And another shakeup at BMO Private Wealth  ‌ ‌ ‌ ‌ ‌ ‌ ‌ ‌ ‌ ‌ ‌ ‌ ‌  ‌ ‌ ‌ ‌ ‌ ‌ ‌ ‌ ‌ ‌ ‌ ‌ ‌  ‌ ‌ ‌ ‌ ‌ ‌ ‌ ‌ ‌ ‌ ‌ ‌ ‌  ‌ ‌ ‌ ‌ ‌ ‌ ‌ ‌ ‌ ‌ ‌ ‌ ‌  ‌ ‌ ‌ ‌ ‌ ‌ ‌ ‌ ‌ ‌ ‌ ‌ ‌  ‌ ‌ ‌ ‌ ‌ ‌ ‌ ‌ ‌ ‌ ‌ ‌ ‌  ‌ ‌ ‌ ‌ ‌ ‌ ‌ ‌ ‌ ‌ ‌ ‌ ‌  ‌ ‌ ‌ ‌ ‌ ‌ ‌ ‌ ‌ ‌ ‌ ‌ ‌   ‌ ‌ ‌ ‌ ‌ ‌ ‌ ‌ ‌ ‌ ‌ ‌ ‌  ‌ ‌ ‌ ‌ ‌ ‌ ‌ ‌ ‌ ‌ ‌ ‌ ‌ ‌ ‌ ‌ ‌ ‌ ‌ ‌ ‌ ‌ ‌ ‌ ‌ ‌  ‌ ‌ ‌ ‌ ‌ ‌ ‌ ‌ ‌ ‌ ‌ ‌ ‌  ‌ ‌ ‌ ‌ ‌ ‌ ‌ ‌ ‌ ‌ ‌ ‌ ‌  ‌ ‌ ‌ ‌ ‌ ‌ ‌ ‌ ‌ 
Saturday, February 24, 2024

In this week's edition:

Claiming work-from-home expenses

Clashing over client communications

BMO Private Wealth changes leadership, again

What's up with U.S. equities?

Rep on the hook for recruitment loan

With the 2023 tax filing season now open, some of your clients may be asking their employers for a signed Form T2200: Declaration of Conditions of Employment. The form allows them to claim employment expenses related to working from home. But employers have no legal requirement to provide one, and the process for claiming work-from-home expenses has changed for 2023. Rudy Mezzetta reports.

Your firm issues a marketing message that touts an investment style you don’t use, and you want to issue a message to your clients clarifying your position. But compliance won’t let you. What do you do? Michelle Schriver digs into this quandary in her latest “Ethical Advisor” column.

BMO Private Wealth Canada has shaken up its leadership ranks for the third time in the past six months, adding leaders from two rival banks and a technology firm. The move comes after Meghan Meger, who was appointed sole head of BMO Private Wealth Canada in October 2023 and co-head in June 2022, announced her retirement. Maarten Jansen, Craig Meeds and Martha Moen join the firm.

The Magic Number
$5.2B
That's how much taxpayers claimed in home office expenses in 2022, according to data provided to Advisor.ca by the CRA.

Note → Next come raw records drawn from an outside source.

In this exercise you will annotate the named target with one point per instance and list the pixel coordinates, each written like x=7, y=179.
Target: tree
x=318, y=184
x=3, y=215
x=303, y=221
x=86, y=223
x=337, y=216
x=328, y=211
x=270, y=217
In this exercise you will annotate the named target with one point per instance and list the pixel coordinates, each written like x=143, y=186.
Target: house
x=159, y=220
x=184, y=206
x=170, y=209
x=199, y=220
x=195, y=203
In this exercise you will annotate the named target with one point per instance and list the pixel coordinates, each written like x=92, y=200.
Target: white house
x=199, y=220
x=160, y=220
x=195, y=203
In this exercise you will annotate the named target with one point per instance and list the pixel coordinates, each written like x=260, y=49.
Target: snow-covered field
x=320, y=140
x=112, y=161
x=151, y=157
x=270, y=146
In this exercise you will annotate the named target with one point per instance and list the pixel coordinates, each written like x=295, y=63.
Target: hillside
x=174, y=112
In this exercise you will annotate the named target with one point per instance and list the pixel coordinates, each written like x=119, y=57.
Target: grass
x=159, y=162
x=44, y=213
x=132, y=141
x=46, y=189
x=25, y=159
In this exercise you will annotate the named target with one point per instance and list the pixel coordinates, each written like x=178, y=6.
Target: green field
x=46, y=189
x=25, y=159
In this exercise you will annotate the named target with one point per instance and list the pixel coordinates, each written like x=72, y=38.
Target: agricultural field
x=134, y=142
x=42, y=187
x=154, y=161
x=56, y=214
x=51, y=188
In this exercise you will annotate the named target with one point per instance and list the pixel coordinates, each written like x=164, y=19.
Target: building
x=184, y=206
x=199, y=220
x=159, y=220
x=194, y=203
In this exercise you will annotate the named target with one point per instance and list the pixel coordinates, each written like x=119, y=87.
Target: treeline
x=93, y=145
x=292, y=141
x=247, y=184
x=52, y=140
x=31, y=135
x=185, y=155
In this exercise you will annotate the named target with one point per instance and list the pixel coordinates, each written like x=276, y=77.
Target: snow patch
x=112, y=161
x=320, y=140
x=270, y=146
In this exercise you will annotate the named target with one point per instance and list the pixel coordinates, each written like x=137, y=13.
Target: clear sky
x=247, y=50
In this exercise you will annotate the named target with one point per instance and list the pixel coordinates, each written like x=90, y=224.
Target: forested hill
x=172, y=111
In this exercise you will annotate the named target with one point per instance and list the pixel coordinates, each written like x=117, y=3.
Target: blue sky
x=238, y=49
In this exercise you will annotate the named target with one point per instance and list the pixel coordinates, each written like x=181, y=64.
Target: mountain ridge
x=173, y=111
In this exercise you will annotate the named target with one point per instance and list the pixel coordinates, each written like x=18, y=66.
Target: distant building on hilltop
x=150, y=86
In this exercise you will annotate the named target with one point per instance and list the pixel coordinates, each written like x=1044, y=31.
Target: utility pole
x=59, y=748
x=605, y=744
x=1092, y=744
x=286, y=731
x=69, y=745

After a strong year for the S&P 500, one question on many investors’ minds is whether U.S. stocks will continue to lead the pack. One portfolio manager urges caution when predicting future success.

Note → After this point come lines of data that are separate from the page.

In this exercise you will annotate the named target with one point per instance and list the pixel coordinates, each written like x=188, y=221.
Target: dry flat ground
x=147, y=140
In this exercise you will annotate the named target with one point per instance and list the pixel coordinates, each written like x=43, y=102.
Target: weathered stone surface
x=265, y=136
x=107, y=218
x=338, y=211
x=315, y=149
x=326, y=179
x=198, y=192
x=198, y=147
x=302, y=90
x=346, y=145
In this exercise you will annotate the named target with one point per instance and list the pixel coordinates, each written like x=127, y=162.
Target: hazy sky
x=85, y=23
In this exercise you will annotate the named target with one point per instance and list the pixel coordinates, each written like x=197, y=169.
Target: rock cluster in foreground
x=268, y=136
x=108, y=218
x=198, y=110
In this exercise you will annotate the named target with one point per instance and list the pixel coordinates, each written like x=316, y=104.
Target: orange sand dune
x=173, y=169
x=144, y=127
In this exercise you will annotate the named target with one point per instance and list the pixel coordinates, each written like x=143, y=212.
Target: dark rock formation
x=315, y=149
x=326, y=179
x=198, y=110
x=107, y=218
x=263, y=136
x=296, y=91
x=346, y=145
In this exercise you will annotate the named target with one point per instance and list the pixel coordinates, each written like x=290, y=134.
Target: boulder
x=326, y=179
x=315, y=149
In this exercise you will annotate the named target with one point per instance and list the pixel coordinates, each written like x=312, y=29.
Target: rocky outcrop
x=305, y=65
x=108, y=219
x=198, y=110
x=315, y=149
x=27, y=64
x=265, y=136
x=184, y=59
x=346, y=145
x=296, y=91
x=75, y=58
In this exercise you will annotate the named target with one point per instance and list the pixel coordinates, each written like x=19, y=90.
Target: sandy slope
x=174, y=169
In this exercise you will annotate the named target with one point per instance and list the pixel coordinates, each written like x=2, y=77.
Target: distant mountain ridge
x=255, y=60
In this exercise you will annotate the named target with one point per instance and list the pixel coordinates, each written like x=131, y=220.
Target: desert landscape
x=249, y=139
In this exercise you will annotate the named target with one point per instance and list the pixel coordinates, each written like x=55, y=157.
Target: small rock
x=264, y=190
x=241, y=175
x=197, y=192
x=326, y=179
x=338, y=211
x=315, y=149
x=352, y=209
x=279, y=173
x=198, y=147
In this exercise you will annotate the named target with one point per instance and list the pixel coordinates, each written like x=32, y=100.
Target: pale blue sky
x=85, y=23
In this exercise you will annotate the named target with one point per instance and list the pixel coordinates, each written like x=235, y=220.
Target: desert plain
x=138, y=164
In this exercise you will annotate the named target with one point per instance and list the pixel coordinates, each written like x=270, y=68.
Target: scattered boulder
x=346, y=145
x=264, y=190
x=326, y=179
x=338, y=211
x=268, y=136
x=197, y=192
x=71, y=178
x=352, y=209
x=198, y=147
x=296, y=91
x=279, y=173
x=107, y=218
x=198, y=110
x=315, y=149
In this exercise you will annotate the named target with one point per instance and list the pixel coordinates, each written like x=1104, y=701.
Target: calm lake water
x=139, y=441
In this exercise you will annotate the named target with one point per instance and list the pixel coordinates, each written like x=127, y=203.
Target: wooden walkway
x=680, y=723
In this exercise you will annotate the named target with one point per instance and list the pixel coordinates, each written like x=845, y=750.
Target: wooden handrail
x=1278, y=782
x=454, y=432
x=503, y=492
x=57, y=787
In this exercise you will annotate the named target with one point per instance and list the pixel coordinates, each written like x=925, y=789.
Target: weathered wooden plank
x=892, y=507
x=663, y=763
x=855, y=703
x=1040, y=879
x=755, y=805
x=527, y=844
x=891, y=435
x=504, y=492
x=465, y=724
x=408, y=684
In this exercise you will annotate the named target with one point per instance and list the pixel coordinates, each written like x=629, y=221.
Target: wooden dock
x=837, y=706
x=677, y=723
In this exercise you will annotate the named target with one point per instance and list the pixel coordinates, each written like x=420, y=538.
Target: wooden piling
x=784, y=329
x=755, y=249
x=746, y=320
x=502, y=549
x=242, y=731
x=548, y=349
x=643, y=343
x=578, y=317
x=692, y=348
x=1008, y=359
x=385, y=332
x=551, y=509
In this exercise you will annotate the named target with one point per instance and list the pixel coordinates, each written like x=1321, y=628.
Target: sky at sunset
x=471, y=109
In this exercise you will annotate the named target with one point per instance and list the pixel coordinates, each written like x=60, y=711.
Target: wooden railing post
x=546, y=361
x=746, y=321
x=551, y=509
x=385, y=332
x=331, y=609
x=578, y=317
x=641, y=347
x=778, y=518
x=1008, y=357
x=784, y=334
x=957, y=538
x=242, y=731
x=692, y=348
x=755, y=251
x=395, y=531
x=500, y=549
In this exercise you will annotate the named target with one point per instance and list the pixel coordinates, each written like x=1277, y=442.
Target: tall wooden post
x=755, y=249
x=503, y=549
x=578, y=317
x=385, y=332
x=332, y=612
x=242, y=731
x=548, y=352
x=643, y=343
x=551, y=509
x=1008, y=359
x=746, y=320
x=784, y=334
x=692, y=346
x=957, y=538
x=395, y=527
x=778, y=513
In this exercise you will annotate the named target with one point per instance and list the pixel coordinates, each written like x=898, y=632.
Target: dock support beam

Finally, a former rep must pay back more than $400,000 to his former firm, representing the balance on a $1.6-million recruitment bonus that was structured as an interest-free loan, an Ontario court ruled last week. James Langton reports.

Melissa Shin
EDITORIAL DIRECTOR
Melissa has been with Advisor.ca since 2011 and leads Newcom Media Inc.’s group of financial publications.